Ce premier volet repose sur une intuition simple : pour raconter De Gaulle, il faut commencer par oublier… De Gaulle. Il faut le déboulonner. Lui rendre ce qu’il y avait avant la statue : un corps trop grand, une voix qui se cherche, une obstination qui passe pour de la folie. Entre ici Simon Abkarian ! Le choix était aussi fou qu’improbable, et l’acteur prend le parti de ne pas faire De Gaulle : il l’invente sous nos yeux. Comme nous l’avait raconté Baudry dans le magazine, il y a dans son Général quelque chose d’un Don Quichotte égaré dans un monde qui ne croit plus au panache ni aux grandes idées. Surtout, le cinéaste sait qu’une icône se construit par la voix et par le regard avant tout le reste. Ses cadres travaillent donc l’acteur comme une matière. Plans serrés sur la nuque, sur les yeux. Une main qui tremble (à peine), une larme qui nait… Et si l’Histoire se fraie un chemin, c’est par des petits détails qui font basculer l’ensemble.

La bataille De Gaulle

Capture d’écran Pathé

Ce qui frappe dans le film, c’est la manière dont Baudry refuse donc l’unité de ton. Une scène d’état-major respire comme un thriller. Un trait d’humour traverse un moment dramatique. Un dialogue vachard ou rigolo surgit au milieu de l’action – et tout en ressort intensifié. Il travaille son film par contagion : l’épopée infuse le quotidien, la comédie explose la tragédie et tout sert avant tout à déminer le solennel. On l’a vu mille fois ce procédé, mais jamais ou presque chez nous, et encore moins appliqué au panthéon républicain. Sans doute parce que ça suppose un truc que le cinéma français n’osait plus : croire qu’un sujet sérieux peut tenir debout sans gravité, et penser que l’histoire peut échapper à l’image d’Epinal. C’est le cas ici. Son De Gaulle est filmé d’en bas : comme un héros de série B des années 70. Paradoxe total : c’est sans doute comme ça qu’il redevient grand au cinéma.

Bon. Tout n’est pas parfait, et le dire permet de rendre justice à l’ambition de l’entreprise. L’arc du jeune résistant – utile à la mécanique d’identification et indispensable au souffle collectif – ne tient pas tout à fait l’intensité dramatique de la story principale. C’est le prix d’un film qui veut être à la fois une fresque et un roman intime. Mais ce flottement s’efface dès qu’Abkarian rentre dans le cadre, ou que la mise en scène retrouve son régime de pure énergie cinétique.

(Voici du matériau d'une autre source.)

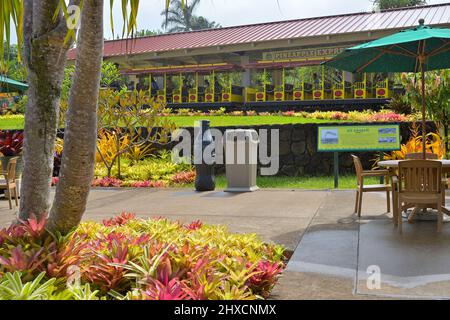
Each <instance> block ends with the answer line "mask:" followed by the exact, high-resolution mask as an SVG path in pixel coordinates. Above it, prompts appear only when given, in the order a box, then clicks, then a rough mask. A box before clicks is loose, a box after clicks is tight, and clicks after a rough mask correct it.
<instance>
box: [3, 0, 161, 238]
mask: <svg viewBox="0 0 450 320" xmlns="http://www.w3.org/2000/svg"><path fill="white" fill-rule="evenodd" d="M169 3H170V1H169ZM121 4H122V10H123V17H124V25H125V27H124V31H123V35H132V34H133V33H134V31H135V29H136V16H137V10H138V5H139V0H122V1H121ZM110 5H111V6H113V5H114V0H111V1H110ZM72 6H75V7H72ZM77 12H79V13H80V16H81V20H79V21H78V15H77ZM0 16H1V17H2V19H0V59H1V61H5V57H4V54H5V46H4V45H3V43H4V41H6V43H8V44H9V43H10V32H11V30H13V29H15V30H16V32H17V38H18V42H19V46H20V45H21V44H22V43H23V48H24V49H23V61H24V63H25V65H26V67H27V70H28V82H29V91H28V107H27V110H26V114H25V129H24V133H25V143H24V174H23V180H22V181H23V182H22V197H21V206H20V213H19V218H21V219H28V218H29V217H30V216H31V215H32V214H33V215H36V216H38V217H39V216H42V215H44V214H46V213H48V212H49V211H50V208H51V212H50V220H49V225H48V226H49V228H50V229H51V230H53V231H58V232H61V233H66V232H68V231H69V230H71V229H72V228H73V227H75V226H76V225H77V224H78V223H79V221H80V220H81V217H82V215H83V213H84V210H85V207H86V202H87V196H88V194H89V187H90V184H91V178H92V176H93V162H94V157H95V148H96V141H97V139H96V138H97V132H96V128H97V123H96V117H97V112H96V110H97V100H98V91H99V90H98V88H99V83H100V70H101V60H102V55H103V52H102V48H103V0H70V1H69V3H68V6H67V3H66V1H65V0H4V1H2V2H1V4H0ZM11 21H12V22H13V23H14V27H15V28H11ZM77 22H79V23H80V26H81V27H80V33H79V35H78V45H77V47H76V50H77V58H76V67H75V72H74V77H73V84H72V87H71V89H70V93H69V108H68V111H67V116H66V118H67V121H66V127H65V135H66V139H65V146H64V147H65V152H64V157H63V163H62V169H61V182H60V186H58V188H57V191H56V197H55V201H54V204H53V207H51V205H50V180H51V175H52V168H53V152H54V149H55V138H56V130H57V127H58V114H59V108H60V98H61V88H62V81H63V78H64V66H65V63H66V56H67V52H68V50H69V48H70V47H71V45H72V42H73V41H72V40H73V39H74V38H75V36H76V34H77V30H76V27H77Z"/></svg>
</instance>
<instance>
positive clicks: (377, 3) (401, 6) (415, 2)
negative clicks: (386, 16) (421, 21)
mask: <svg viewBox="0 0 450 320" xmlns="http://www.w3.org/2000/svg"><path fill="white" fill-rule="evenodd" d="M373 3H374V5H375V7H376V8H378V9H381V10H387V9H395V8H404V7H415V6H421V5H424V4H427V1H426V0H375V1H374V2H373Z"/></svg>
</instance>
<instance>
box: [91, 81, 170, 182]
mask: <svg viewBox="0 0 450 320" xmlns="http://www.w3.org/2000/svg"><path fill="white" fill-rule="evenodd" d="M163 109H164V105H163V104H161V103H157V102H154V101H153V100H152V98H151V97H149V96H148V95H146V93H145V92H143V91H139V92H137V91H133V92H128V91H124V90H122V91H113V90H104V91H102V92H100V101H99V108H98V115H99V117H98V130H99V132H100V134H101V136H100V138H101V139H103V140H100V144H99V145H98V146H97V154H98V156H99V158H100V159H101V160H102V162H103V163H104V165H105V166H106V168H107V170H108V177H111V170H112V168H113V167H114V165H116V164H117V168H118V172H117V177H118V178H121V175H122V174H121V162H120V161H121V157H124V156H125V155H126V154H129V153H130V152H133V150H134V151H136V148H139V150H141V151H142V150H144V149H145V148H147V147H148V146H149V145H150V144H152V143H166V142H168V137H169V133H170V132H172V131H173V130H174V129H175V125H174V124H173V123H172V122H170V121H168V120H167V119H164V118H162V117H160V114H161V111H162V110H163ZM156 128H157V129H156ZM103 142H105V143H104V144H102V143H103ZM111 144H112V145H113V146H111ZM114 144H115V147H114ZM103 146H104V148H103V149H102V147H103ZM147 151H148V150H147ZM147 151H145V152H147ZM145 152H144V154H145Z"/></svg>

Reste qu’on n’a vu qu’une moitié de Quichotte. L’Âge de fer est le premier tome d’un projet à deux têtes, et il faudra attendre J’écris ton nom, en juillet, pour mesurer la portée totale du projet. Mais ce que Baudry réussit ici, déjà, c’est ce que personne en France n’avait osé depuis longtemps : prouver qu’on peut faire un grand film populaire sur un grand homme sans solennité, sans révérence. Et surtout sans renoncer ni au plaisir du cinéma ni à l’intelligence du sujet.